Some six years after AZ's kit of the MB 5 first appeared I thought I'd build it, inspired by the neat article on Martin-Baker aircraft in the latest issue of Aerojournal magazine (issue no. 91). Aside from this there is good reference info in Air International, Vol. 16/2 (February 1979) and 'Wings of Fame', Vol. 9, 1997 which covers the whole MB fighter range and has some useful shots.

On with the build! Aside from the rear cockpit bulkhead, the interior parts were an OK fit. The instrument panel features nice raised detail that would benefit from careful painting and dry brushing to lift out the detail. Then the fun began! The fuselage halves were of different sizes. I lined up the upper surfaces and was left with a depression ahead of the radiator on the lower surface. The nose intake is 'solid' so was drilled open. 




The poor fit extended to the butt-joined wing halves.

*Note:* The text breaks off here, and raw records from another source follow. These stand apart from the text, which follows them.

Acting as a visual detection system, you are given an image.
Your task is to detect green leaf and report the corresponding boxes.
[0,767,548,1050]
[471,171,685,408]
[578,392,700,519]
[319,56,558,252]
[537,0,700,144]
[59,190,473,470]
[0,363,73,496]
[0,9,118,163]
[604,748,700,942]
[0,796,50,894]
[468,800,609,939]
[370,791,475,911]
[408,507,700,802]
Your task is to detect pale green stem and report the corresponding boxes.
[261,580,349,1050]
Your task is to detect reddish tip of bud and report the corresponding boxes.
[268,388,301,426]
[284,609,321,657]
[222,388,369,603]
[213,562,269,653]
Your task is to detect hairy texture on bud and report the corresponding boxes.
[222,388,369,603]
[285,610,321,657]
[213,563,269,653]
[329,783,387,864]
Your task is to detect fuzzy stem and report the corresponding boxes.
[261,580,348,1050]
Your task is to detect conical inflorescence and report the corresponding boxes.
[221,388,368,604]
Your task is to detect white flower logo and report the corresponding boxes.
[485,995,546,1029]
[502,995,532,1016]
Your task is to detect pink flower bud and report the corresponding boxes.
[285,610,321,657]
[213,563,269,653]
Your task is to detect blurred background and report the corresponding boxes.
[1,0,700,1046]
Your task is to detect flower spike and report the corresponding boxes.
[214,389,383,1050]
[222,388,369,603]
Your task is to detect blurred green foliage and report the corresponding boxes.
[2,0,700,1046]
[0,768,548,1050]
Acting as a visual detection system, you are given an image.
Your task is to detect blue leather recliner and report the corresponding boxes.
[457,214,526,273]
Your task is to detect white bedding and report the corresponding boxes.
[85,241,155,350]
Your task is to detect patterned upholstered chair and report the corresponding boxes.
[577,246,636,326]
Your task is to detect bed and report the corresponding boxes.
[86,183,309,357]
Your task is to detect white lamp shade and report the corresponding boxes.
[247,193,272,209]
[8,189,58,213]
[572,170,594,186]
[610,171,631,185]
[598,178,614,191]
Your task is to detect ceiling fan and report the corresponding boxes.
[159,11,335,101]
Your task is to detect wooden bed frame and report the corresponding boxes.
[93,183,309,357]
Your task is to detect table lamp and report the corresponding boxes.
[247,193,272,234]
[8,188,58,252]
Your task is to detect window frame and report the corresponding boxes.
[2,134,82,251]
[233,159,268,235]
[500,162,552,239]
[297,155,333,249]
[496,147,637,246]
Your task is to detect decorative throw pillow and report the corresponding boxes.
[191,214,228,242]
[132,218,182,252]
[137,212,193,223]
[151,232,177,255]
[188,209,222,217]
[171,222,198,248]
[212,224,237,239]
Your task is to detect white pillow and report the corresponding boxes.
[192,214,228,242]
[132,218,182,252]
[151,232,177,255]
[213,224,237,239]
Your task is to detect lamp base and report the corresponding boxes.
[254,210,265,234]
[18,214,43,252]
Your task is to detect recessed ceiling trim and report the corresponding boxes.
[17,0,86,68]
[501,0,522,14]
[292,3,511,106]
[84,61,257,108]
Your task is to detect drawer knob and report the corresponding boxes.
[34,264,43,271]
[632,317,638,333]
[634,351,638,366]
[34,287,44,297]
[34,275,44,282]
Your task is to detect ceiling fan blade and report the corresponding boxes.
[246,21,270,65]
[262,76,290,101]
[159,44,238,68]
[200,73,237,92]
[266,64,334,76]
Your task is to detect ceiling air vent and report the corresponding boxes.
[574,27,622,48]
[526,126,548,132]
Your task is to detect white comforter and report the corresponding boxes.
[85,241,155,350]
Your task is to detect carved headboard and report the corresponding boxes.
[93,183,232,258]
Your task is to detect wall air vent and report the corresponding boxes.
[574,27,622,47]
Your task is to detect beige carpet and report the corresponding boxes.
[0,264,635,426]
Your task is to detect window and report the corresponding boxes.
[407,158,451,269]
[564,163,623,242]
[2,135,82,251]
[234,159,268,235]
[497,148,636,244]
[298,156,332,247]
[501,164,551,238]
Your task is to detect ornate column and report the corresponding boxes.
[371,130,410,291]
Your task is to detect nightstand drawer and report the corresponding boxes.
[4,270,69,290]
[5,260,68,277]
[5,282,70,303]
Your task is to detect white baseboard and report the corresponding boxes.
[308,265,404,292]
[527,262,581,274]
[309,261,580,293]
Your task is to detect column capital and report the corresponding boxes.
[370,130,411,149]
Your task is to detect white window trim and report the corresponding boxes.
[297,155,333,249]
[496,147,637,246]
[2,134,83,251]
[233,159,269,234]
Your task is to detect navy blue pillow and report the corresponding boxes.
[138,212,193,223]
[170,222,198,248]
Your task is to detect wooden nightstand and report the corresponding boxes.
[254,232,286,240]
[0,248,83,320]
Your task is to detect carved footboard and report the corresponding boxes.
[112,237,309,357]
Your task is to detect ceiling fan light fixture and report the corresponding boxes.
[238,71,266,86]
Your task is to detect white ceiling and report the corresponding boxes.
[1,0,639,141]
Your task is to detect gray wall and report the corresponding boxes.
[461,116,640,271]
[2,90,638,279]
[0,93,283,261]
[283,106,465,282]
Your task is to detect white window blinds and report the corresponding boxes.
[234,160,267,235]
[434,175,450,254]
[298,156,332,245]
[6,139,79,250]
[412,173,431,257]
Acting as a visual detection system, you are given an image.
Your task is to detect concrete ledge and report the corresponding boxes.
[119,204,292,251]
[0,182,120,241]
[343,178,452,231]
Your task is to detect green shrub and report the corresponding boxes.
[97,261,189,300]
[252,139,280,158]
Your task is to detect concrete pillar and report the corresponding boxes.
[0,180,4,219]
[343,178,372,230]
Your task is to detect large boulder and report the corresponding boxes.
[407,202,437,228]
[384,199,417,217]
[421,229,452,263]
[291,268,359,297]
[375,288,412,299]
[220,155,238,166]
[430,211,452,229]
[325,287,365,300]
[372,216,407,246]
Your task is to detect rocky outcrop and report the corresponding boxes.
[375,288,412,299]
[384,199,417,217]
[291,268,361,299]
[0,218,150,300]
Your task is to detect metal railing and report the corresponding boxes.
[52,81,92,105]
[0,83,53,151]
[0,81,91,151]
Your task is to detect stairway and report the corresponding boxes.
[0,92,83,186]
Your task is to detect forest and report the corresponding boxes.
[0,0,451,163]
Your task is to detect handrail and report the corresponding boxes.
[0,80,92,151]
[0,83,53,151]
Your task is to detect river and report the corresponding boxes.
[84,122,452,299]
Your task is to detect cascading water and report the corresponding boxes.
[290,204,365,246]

I drilled and pinned them to the fuselage but just couldn't achieve a decent fit. In the end I broke them off and stuck them together with Gorilla glue and filled the gaps. After a mammoth filing and sanding session I achieved a (sort of) reasonable result. Obviously I obliterated all the nice surface detailing and had to re-scribe - not my favourite job!

 Another tricky area is the ventral oil cooler intake. It is made up of 3 parts; a top half, a bottom half, and a cruciform grid that fits between them. The instructions are pretty hopeless here. Instead of assembling separate to the fuselage, I assembled the parts individually in-situ, and this worked well. Some clean up required, but not that much..

To get the gear legs on at what looks like a plausible angle is a trial. Rather than take a bit out of the front edge of the main landing gear bays - having already painted the undersurfaces -  I ended up re-drilling a location hole for them a little further back in the bay. The model simply doesn't look right in this area and certainly won't if built as per the instructions. The prop blades/spinner feature a mountain of flash and I didn't enjoy the clean-up job as the plastic that AZ use is so hard. 

Needless to say the rather thick bubble canopy didn't fit at all. I cut it into two parts so I wasn't left with massive gaps but its impossible to fit it 'properly' as it is too wide for the fuselage! Nor did the decals work - I lost one of the codes as it rolled up on itself and then 'shattered' into tiny pieces. Irretrieveably. 






 
The kit is 'short-run limited technology' - and pretty poor! It goes together like the 1958 vintage Airfix DH 88 Comet (see elsewhere on this blog)  ie with great difficulty!  To sum up the kit gets a poor 2 out 10 from me and is easily a contender in the 'worst scale model kit ever' Top 10, a subject we dealt with in a previous blog post (see link below). I certainly wouldn't build another. Short run shouldn't mean unbuildable and inaccurate- it certainly doesn't with other kit producers (RS Models for example). Okay, I managed to finish it - always a positive point - but really, I'm not sure why I bothered. Even now I still think the overall shape is 'wrong'.